DECISION AND REASONS
1. The appellant is a national of Namibia, who arrived in the United Kingdom on 15 August 2018 and claimed asylum on the same day. Her account in support can be summarised as follows:
a. The appellant already had three children, one from being raped by a relative and two from men who died soon afterwards, when her family arranged for to marry another man. I shall refer to him as N. He eventually decided to marry someone else, but not before the appellant became pregnant with his child.
b. Some years later, N decided that he did want a relationship with the appellant. In the face of her refusals, he beat and raped her on several occasions. She did not seek the help of the authorities because N said that if she did, he would kill her and her son.
c. The last attack was so severe that the appellant was hospitalised, and had no choice other than to report the matter to the police in order to obtain treatment. The police did nothing except issue the appellant with a crime reference number. Her parents and the village elders decided that the situation was best resolved by the appellant accepting N's demands that she be in a relationship with him.
d. The appellant left her children with a friend, D, and fled the country. She fears that on return to Namibia, without any support network or prospect of effective state protection, she would be at risk of further violence from N.

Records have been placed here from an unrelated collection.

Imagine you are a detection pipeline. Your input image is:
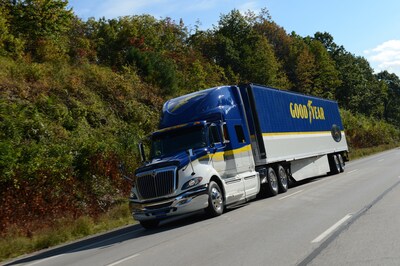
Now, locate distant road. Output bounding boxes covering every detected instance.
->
[6,149,400,266]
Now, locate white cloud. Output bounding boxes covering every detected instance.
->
[364,40,400,76]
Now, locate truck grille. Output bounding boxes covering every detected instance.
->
[136,167,177,199]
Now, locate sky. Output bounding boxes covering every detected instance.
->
[68,0,400,77]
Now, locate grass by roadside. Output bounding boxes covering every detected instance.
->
[0,144,398,262]
[0,202,136,262]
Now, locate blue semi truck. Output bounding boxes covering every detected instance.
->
[129,84,348,228]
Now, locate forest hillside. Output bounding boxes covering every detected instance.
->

2. Almost five years later, on 12 July 2023, the respondent refused the claim. It was rejected that women in Namibia form a 'particular social group' such as to engage the Refugee Convention. The respondent accepted the appellant's account of being repeatedly attacked and raped by N, but gave several reasons for doubting her wider credibility. The claim to have no support network on return was rejected; noting that the appellant had been able to leave her children with D, and had obtained documents from her since arriving in the UK, the respondent decided that she could likewise seek support from D on return. It was rejected that N or the appellant's family had the means or power to pursue her elsewhere in Namibia, and country evidence showed that the authorities were generally willing and able to provide effective protection. The appellant, concluded the respondent, would have sufficient assistance to relocate to Windhoek (or a similar large city) and live in safety. The protection claim was therefore refused, as was any claim that return to Namibia would be contrary to the appellant's human rights.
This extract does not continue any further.